Salió un médico. Emma ya le conocía. Era uno de los que había hablado con ella antes. Era alto y parecía simpático, quizá diez años mayor que ella. La puerta estaba bastante lejos, con lo cual tuvo tiempo de observarlo un rato. Comprendió que venía a hablar con ella. Tenía una forma de caminar informal, calzaba zuecos blancos con el color algo desgastado en las punteras. Observó que llevaba un anillo de casado en el dedo. Del bolsillo de la bata asomaba un bolígrafo. ¿Por qué los médicos siempre llevaban un bolígrafo en el bolsillo? Nunca había visto a ninguno sin él. Estaba bronceado y tenía alrededor de los ojos esas rayas blancas que les salen a la gente de mar cuando se echan a navegar.
La miró, se fue acercando. Sólo estaba a unos metros de ella. No podía desplomarse ahora. Se atrevió a mirarlo a la cara, de cerca.
Brillaba el sol, Elin dormía, al otro lado de la ventana era verano.
El médico parecía amable, pero Emma no pudo leer nada en su cara.
Sólo sintió cómo le cogía la mano.
N
o es que Knutas fuera supersticioso, pero la fecha no le pasó inadvertida. Con cierto desánimo comprobó que sus vacaciones comenzaban justo el viernes trece de agosto. Llovía a mares al otro lado de las ventanas de la comisaría. Tenía ante sí cuatro semanas de vacaciones y ya sólo le quedaba recoger el escritorio y reunir los últimos datos de su informe antes de dejar atrás aquella terrible investigación.
El jueves se inició el juicio contra Aron Bjarke y Eskil Rondahl, por el que fueron detenidos acusados del asesinato de Martina Flochten, Staffan Mellgren y Gunnar Ambjörnsson. Se les procesaba también por intento de asesinato, robo, delitos contra la ley de patrimonio nacional, amenazas, encubrimiento y malos tratos contra los animales.
Se creía que Aron era quien había perpetrado los asesinatos, era el más fuerte y el más violento de los dos. Eskil se había encargado de los robos, pero también había ayudado a su hermano en todos los asesinatos.

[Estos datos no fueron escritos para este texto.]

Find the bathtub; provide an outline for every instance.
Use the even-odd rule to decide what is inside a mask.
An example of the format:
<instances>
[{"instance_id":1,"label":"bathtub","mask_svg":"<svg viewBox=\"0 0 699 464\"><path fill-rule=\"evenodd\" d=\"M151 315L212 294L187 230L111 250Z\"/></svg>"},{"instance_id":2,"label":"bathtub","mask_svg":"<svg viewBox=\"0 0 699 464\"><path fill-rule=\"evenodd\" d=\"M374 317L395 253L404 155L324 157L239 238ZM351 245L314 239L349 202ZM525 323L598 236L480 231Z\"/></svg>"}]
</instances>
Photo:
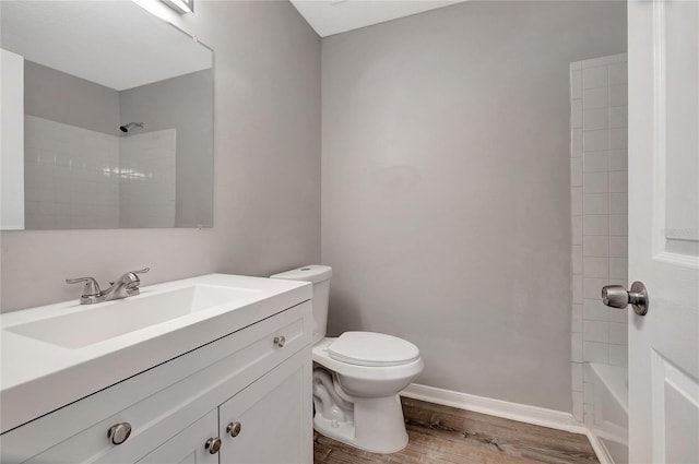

Los dos hermanos negaron las acusaciones, pero eso era lo de menos. Las pruebas eran consistentes, había tanto testigos como pruebas técnicas. Los recipientes de plástico con sangre que había en el arcón de Eskil Rondahl eran una de ellas, habían encontrado las huellas dactilares de Aron Bjarke tanto en los contenedores como en el congelador. El brazalete que desapareció del Museo de Arqueología fue hallado entre las pertenencias de Eskil Rondahl en la granja de Hall, así como una gran cantidad de objetos de diferentes excavaciones de Gotland que habían desaparecido. Le habían confiscado el ordenador, que contenía información sobre la venta de reliquias arqueológicas. Además, estaba la grabación que Pia había entregado a la policía. En la granja de Hall descubrieron el cuerpo de un caballo semental «media sangre» enterrado debajo de un montículo. El caballo estaba pastando en los pastos de verano de Sudret junto con otros sesenta caballos y por eso no lo habían echado de menos. Lo habían transportado vivo hasta la granja y allí lo habían decapitado. La ropa de las víctimas fue hallada en un baúl cerrado en la habitación incendiada de los padres.